A Vicofaro nuova residenza per anziani La giunta Tomasi alza il disco verde

Sì alla proposta dell’azienda veneta Carron e dei proprietari dell’area. E la Misericordia potrà ampliare la sede della Vergine



Una nuova residenza per anziani da 160 posti nell’area della Fornace di Vicofaro e un nuovo edificio per la sede centrale della Misericordia, alla Vergine. Sono due proposte di intervento, entrambe di iniziativa privata, che l’amministrazione comunale ha riconosciuto di «rilevante interesse pubblico», con annesso disco verde alle procedure di variante urbanistica necessarie alla loro realizzazione, che la giunta Tomasi invita il servizio a predisporre.


La proposta della nuova residenza per anziani (Rsa) è stata presentata in Comune dall’architetto Alessandro Mannelli per conto dei proprietari del terreno interessato (quasi tre ettari) e della società veneta Carron spa, grande azienda specializzata nell’edilizia, particolarmente attiva – anche in Toscana – proprio nel settore delle strutture per anziani. Sono targate Carron, ad esempio, la residenza appena completata a Cecina e una ancora da realizzare a Castelfiorentino.

La residenza di Pistoia dovrebbe sorgere nell’area della cosiddetta Fornace di Vicofaro, tra via Santa Maria Maggiore, la scuola media e la palestra Anna Frank e la via Nazario Sauro. Qui era stata prevista la realizzazione di una nuova piscina e, quindi, di un grande parco. Nel progetto della Carron si prevede la realizzazione di un grande parcheggio, a servizio anche delle scuole e del complesso religioso di Santa Maria a Vicofaro. Quindi la Rsa vera e propria, con due blocchi alti tre piani per un totale di 12.800 metri quadri, in ciascuno dei quali troverebbero posto quattro unità residenziali da 20 letti ciascuna. Infine, nella zona più a sud dell’area, quella al confine con la vecchia fornace, un grande parco pubblico da 8.700 metri quadri. Il dirigente del servizio urbanistica Giacomo Dardi, nella sua relazione tecnica alla giunta, suggerisce di realizzare l’Rsa nell’area più a sud, lasciando invece la fascia centrale a verde pubblico. Ma al di là di questa prescrizione, il progetto viene valutato positivamente, sia per l’importanza della struttura, che offrirà assistenza ad anziani non autosufficenti, sia per la possibilità di collegare l’intervento ad una risistemazione complessiva della viabilità della zona. Sulla portata dell’intervento la relazione non dice nulla, ma l’intervento proposto dalla Carron a Cecina, anch’esso per 160 posti, vale 16 milioni di euro.

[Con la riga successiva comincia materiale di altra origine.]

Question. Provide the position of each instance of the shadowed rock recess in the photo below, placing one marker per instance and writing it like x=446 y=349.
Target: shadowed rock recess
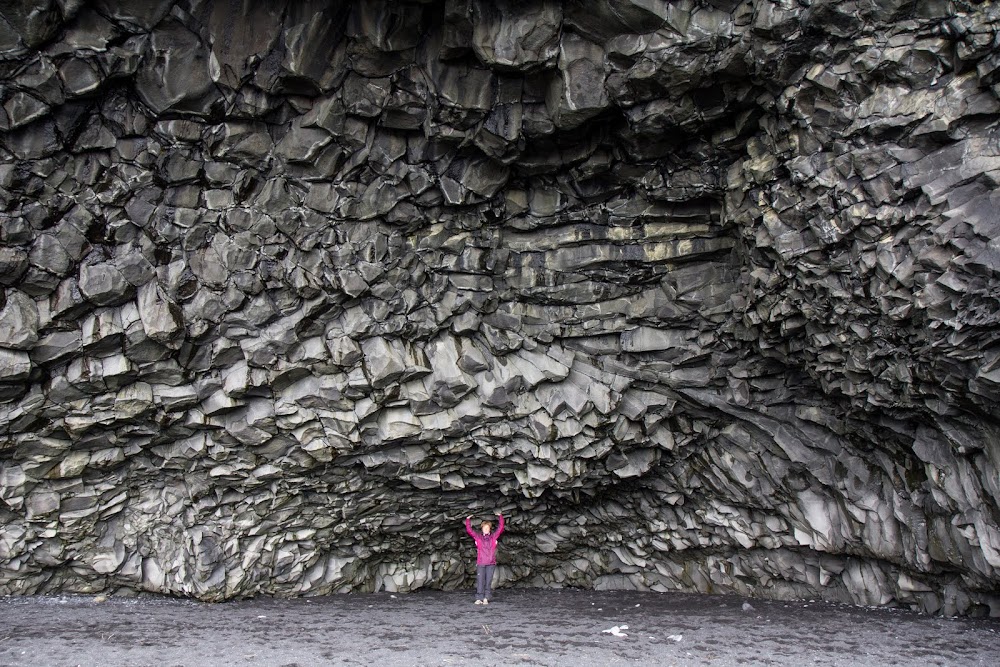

Di portata molto minore l’altro progetto, quello presentato dalla Misericordia per un’area di sua proprietà in via Manzoni, a due passi dalla sede dell’Arciconfraternita, in via Bonellina. Lo spazio in questione è quello dell’ex segheria Galigani, che al momento la Misericordia usa come parcheggio dei propri mezzi ma che si trova in condizioni di abbandono. L’idea è di demolire tutto e realizzare una struttura a due piani, seguendo criteri ecologici, che dovrebbe servire sia a ricovero dei mezzi sia ad ospitare il personale volontario e gli addetti al soccorso. In questo modo la Misericordia potrebbe liberare parte dell’attuale sede per ospitarvi uffici e nuove attività ambulatoriali.